To make that a part of your childhood takes away the discovery and the uncomfortable and enlighteneing culture shock that role-playing provides.
I get his point. TTRPGs opened a lot of doors for me at the same time that Metal and Beat Poetry did.
|Behold the words of the Sage
It isn't the hobby of TTRPGs that is subversive. It is a subset of indie OSR games that are. It is the stuff on the top shelf of my Gaming shelf: Daniel Thron, Mike Evans, Jim Raggi, Venger Satanis, RPG Pundit, Zak Smith, Luka Rejec, Jobe Bittman, and Chris Kutalik that have the real power to open his mind. They are the survival of the Zappa spirit of AD&D.
And as long as they stay on my top shelf, out of reach but much enjoyed, when he is tall enough to reach them, he is still going to get his brain cracked open.
As to his other point... Yeah... kid games are not nearly as good or enjoyable to play with my son as Tiny Dungeon 2e or BECMI D&D are. At the end of the day, a rules light RPG for grownups, with curated content and visual aids is probably going to be a better choice for an intelligent kid than the pap that many "Kid RPGs" present.
|Poster: "CHUD II: Bud the Chud
If you are the kind of parent who plays games with your kids, then odds are good that your kids feel safe and supported at home. At that means that your kid occasionally behaves like a CHUD for no apparent reason, and they will take that to an extreme in their TTRPGs sometimes.
If this makes no sense to you, here's the lowdown: Kids know intuitively that experimenting with behavior among their peers can get them ostracized. Acting like a weird little jerk can get them abandoned on the playground. And that is not a great place to be.

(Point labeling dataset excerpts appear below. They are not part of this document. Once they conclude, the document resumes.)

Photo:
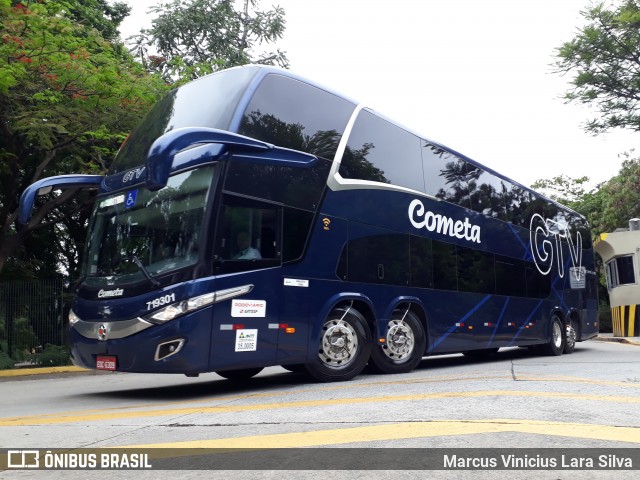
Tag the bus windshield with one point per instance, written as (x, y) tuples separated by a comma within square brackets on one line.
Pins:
[(139, 233)]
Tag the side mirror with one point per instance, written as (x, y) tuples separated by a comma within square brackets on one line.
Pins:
[(46, 185)]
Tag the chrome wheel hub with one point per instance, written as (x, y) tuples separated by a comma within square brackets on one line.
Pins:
[(339, 343), (400, 341)]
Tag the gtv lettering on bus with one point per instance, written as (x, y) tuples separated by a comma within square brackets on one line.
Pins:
[(447, 226), (546, 237)]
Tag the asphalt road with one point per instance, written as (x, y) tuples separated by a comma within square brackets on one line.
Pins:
[(587, 400)]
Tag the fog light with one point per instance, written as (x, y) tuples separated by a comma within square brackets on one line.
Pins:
[(167, 349)]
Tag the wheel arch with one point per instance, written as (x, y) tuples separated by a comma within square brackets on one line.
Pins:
[(358, 301), (414, 305)]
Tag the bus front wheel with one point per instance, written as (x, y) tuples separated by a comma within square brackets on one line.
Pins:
[(344, 347), (571, 336), (556, 344), (403, 346)]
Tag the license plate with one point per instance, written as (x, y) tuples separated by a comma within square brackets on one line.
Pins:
[(105, 363)]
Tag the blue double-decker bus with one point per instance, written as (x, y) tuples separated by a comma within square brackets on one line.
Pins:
[(255, 218)]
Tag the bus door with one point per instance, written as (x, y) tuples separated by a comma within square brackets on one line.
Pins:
[(247, 252)]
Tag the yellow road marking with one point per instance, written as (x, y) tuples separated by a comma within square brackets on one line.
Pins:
[(89, 416), (407, 430)]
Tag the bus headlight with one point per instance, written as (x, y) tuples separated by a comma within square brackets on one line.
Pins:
[(73, 318), (178, 309)]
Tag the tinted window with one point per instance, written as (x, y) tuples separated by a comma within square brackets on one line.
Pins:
[(421, 262), (517, 201), (475, 271), (486, 191), (446, 175), (444, 266), (380, 259), (296, 226), (248, 236), (298, 187), (510, 276), (296, 115), (538, 285), (380, 151)]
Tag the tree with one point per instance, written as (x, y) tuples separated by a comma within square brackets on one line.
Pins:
[(618, 200), (604, 59), (68, 97), (563, 189), (192, 38)]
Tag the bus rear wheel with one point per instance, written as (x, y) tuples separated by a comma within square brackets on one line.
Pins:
[(555, 347), (571, 336), (344, 348), (403, 347), (242, 374)]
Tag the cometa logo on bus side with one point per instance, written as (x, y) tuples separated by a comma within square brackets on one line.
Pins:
[(422, 218)]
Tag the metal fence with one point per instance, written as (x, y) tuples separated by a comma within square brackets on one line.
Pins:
[(33, 330)]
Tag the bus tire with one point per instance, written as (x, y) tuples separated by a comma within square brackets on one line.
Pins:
[(571, 336), (556, 344), (344, 347), (404, 345), (242, 374)]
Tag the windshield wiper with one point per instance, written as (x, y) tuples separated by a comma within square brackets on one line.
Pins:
[(145, 272)]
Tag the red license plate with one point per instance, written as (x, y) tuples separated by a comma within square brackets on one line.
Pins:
[(105, 363)]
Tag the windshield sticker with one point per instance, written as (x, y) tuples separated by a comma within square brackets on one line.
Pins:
[(247, 340), (110, 202), (248, 308), (420, 218), (131, 199), (118, 292)]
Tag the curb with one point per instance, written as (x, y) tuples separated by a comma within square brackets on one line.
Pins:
[(625, 340), (19, 372)]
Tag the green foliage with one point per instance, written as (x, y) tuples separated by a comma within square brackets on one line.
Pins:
[(603, 60), (563, 189), (68, 98), (192, 38), (618, 200), (6, 362)]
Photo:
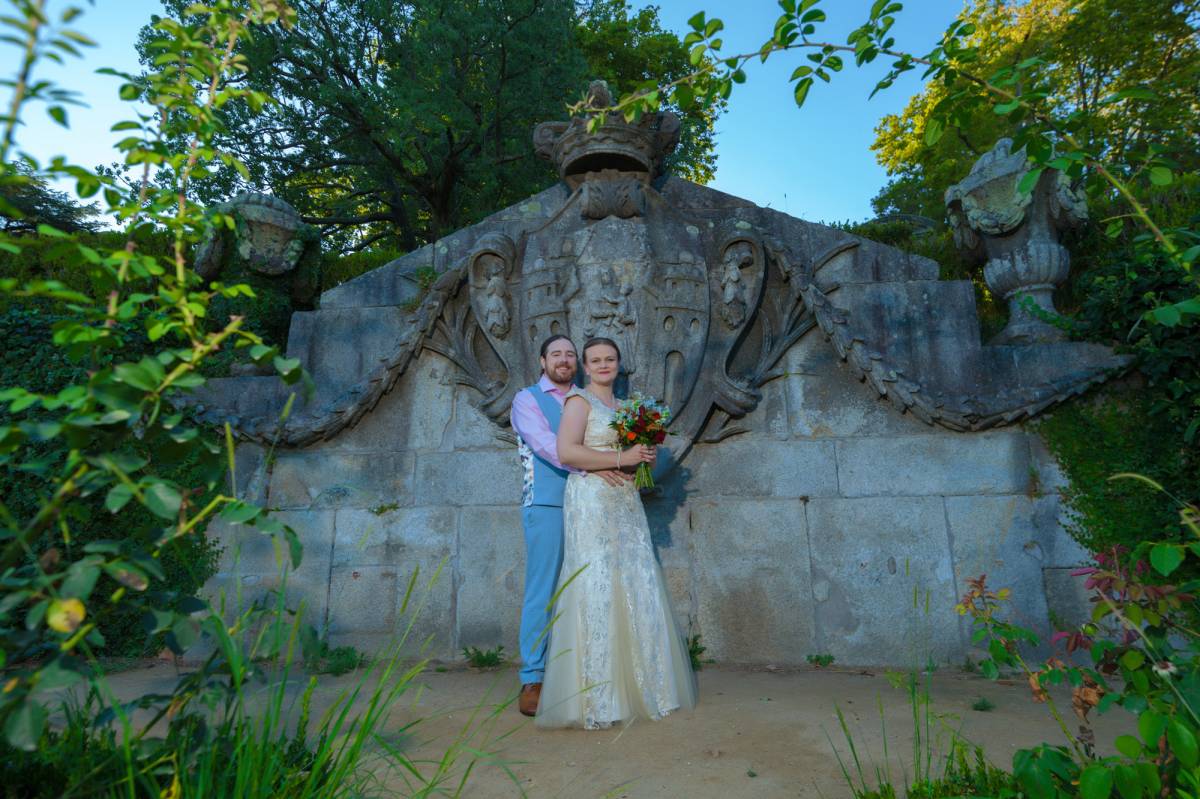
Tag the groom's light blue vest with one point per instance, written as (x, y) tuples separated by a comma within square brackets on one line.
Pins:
[(544, 482)]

But their parents love them unconditionally. If they do something that might get them in trouble, they know that they might get a small sanction: a lost privilege, a time out or a time in, but at the end of they day, they aren't going to be rejected and ostracized. And that means the well-loved child is going to save their boundary pushing for home.
When you are doing something like playing a game with a well-loved kid, they are occasionally going to cheat, or do or say something ugly, just to test to make sure that a) you love them, b) you are going to set meaningful boundaries on their behavior (which makes them feel safe), and c) that the behavior is indeed not acceptable.
Psychologically, it is normal, and a good sign.
But actually dealing with that bullshit is going to kill the fun of playing with your kids stone dead when it happens.